Denitrification can be conducted by bacteria, archaea and some eukaryotes (e.g., fungi), among which bacteria are the primary nitrate reduction microorganisms in natural and engineered ecosystems (Lu et al., 2014). Metabolic pathways varied with electron mediators in different microorganisms (Lu et al., 2014). Therefore, inoculum will directly affect the denitrification performance. In a previous study, RWD was continuous pumped in denitrification reactor, achieving complete nitrate removal even without inoculated sludge; thus, RWD was both inoculum and carbon source for denitrification (He et al., 2016b). RWD as denitrification inoculum showed a high denitrification rate (He et al., 2016a, He et al., 2016b). Meanwhile, dissolved organic matter and bacterial community structure in the RWD system were simpler compared to other denitrification systems (He et al., 2019). Therefore, RWD can be an inoculum for denitrification to simplify subsequent treatment for denitrified water. However, RWD is a kind of wastewater, which might be hard for reservation or transport.
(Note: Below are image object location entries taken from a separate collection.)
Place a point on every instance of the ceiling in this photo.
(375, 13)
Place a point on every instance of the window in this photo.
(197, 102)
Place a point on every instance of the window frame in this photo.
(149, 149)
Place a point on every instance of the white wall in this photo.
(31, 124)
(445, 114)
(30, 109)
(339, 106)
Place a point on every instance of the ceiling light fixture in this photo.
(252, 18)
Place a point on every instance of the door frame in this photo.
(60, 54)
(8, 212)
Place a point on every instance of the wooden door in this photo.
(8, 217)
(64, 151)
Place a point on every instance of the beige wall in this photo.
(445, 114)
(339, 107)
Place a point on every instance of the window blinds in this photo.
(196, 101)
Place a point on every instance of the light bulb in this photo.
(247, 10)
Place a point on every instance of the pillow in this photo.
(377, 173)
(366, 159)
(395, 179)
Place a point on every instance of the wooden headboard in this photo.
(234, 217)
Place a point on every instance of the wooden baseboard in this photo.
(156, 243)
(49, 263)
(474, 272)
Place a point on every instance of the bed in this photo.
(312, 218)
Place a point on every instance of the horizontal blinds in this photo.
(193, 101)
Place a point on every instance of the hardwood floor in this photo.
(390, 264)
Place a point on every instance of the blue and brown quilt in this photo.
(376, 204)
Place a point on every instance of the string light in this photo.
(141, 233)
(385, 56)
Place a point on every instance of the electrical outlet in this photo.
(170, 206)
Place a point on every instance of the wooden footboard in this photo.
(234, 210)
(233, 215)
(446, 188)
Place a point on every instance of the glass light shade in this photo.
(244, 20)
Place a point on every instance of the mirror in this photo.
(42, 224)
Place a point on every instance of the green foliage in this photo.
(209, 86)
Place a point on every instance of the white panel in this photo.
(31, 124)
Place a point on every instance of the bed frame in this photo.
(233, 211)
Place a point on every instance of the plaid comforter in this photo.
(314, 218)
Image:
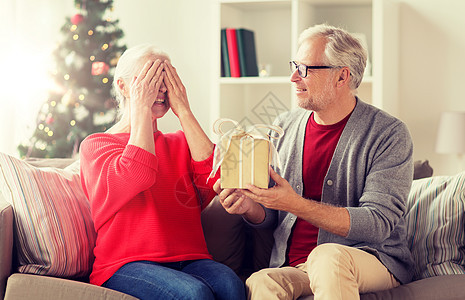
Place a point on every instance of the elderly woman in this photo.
(147, 190)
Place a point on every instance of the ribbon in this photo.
(247, 132)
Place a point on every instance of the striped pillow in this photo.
(435, 220)
(54, 233)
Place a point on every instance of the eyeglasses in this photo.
(303, 68)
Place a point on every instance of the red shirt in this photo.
(319, 145)
(144, 206)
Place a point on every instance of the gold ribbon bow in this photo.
(252, 132)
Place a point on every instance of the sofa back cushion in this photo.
(435, 220)
(54, 233)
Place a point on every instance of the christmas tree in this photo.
(81, 103)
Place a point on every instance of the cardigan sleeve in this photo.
(386, 187)
(113, 173)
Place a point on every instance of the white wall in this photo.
(431, 67)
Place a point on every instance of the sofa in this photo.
(46, 235)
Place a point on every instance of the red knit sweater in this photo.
(144, 206)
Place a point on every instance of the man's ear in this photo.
(344, 75)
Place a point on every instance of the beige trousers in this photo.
(332, 272)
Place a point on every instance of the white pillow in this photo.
(54, 233)
(435, 225)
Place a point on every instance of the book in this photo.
(247, 53)
(233, 52)
(224, 55)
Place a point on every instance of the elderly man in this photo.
(338, 203)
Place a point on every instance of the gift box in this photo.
(244, 155)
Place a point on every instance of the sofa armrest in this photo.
(6, 243)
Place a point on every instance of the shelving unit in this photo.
(277, 25)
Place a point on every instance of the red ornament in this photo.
(77, 19)
(99, 68)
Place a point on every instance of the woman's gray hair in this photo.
(342, 49)
(129, 64)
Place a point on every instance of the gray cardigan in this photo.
(370, 174)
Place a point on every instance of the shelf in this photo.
(255, 80)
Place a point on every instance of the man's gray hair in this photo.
(342, 49)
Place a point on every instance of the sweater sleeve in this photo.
(113, 173)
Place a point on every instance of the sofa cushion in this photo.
(54, 233)
(435, 219)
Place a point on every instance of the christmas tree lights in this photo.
(81, 103)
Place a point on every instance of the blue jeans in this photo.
(196, 279)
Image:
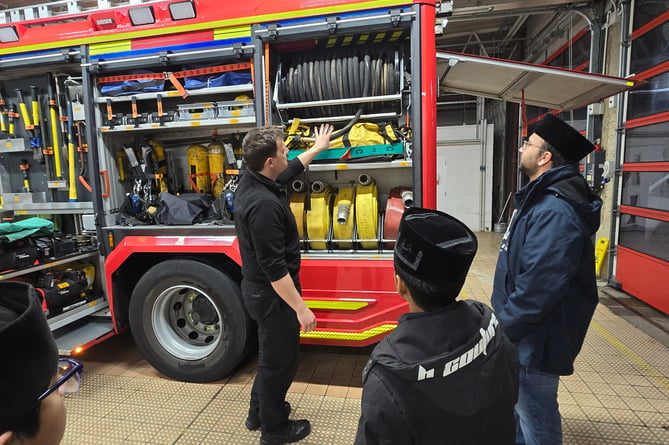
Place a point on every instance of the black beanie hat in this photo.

Immobilization technology with low maintenance is a promising alternative to achieve RWD’s immobilization for improving its application. Microbial immobilization technologies have been widely used in nitrate-contaminated water treatment as its high biological density, strong resistance to toxicity and fast start-up process (Isaka et al., 2012, Dong et al., 2017, Gan et al., 2019). A variety of natural polymers (agar, agarose, alginate and chitosan) and synthetic polymers (polyacrylamide, polyurethane, poly(vinyl alcohol) (PVA) and poly(ethylene glycol) prepolymer) have been successfully applied for microorganisms immobilization (Song et al., 2005). Cross-linked PVA hydrogel, with the advantages of good biocompatibility and high mechanical strength, nontoxic to organisms and can be cheaply produced at industrial scale, has attracted great attention in wastewater treatment (Choi et al., 2018). In addition, sodium alginate (SA) is a type of natural anionic polymer that comprises linear polysaccharide, with advantages of biocompatibility, nontoxic and low cost (Ma et al., 2020). However, the SA gel has poor stability and low mechanical strength. Therefore, PVA and SA combination has been considered as a strategy to obtain gel beads for performance enhancement. The PVA/SA gel beads have several advantages, such as low cost, good durability, and high mechanical strength (Wang et al., 2021a). Recently, graphene oxide-modified PVA/SA gel beads were used to immobilize Pseudomonas fluorescens Z03 to enhance nitrogen removal efficiency levels at low temperatures (Tang et al., 2021). In addition, Chang et al. (2021) prepared sponge cube that immobilized Zoogloea Q7 bacterium using PVA/SA to bioremediate the water polluted by nitrate, manganese (Mn), and antibiotics. Thus, PVA and SA gel technique was considered to immobilize RWD in this study.

RWD-PVA/SA gel beads were prepared by entrapping RWD in PVA/SA to be an inoculum for enhancing nitrate removal from water. Meanwhile, acetate was selected as electron donor due to its low-molecular-weight and widely use as external carbon source in denitrification process (Zheng et al., 2019). Series continuous feed experiments were set up to evaluate the long-term stability of denitrification process inoculated with RWD-PVA/SA gel beads. Furthermore, side-by-side microcosm studies at different temperature were carried out to identify arrhenius activation energy (Ea) for nitrate oxidoreductase of the RWD-PVA/SA gel beads. Moreover, microbial community structure was analyzed in the gel beads to reveal the denitrifying consortia of PVA/SA gel beads in the bioreactor.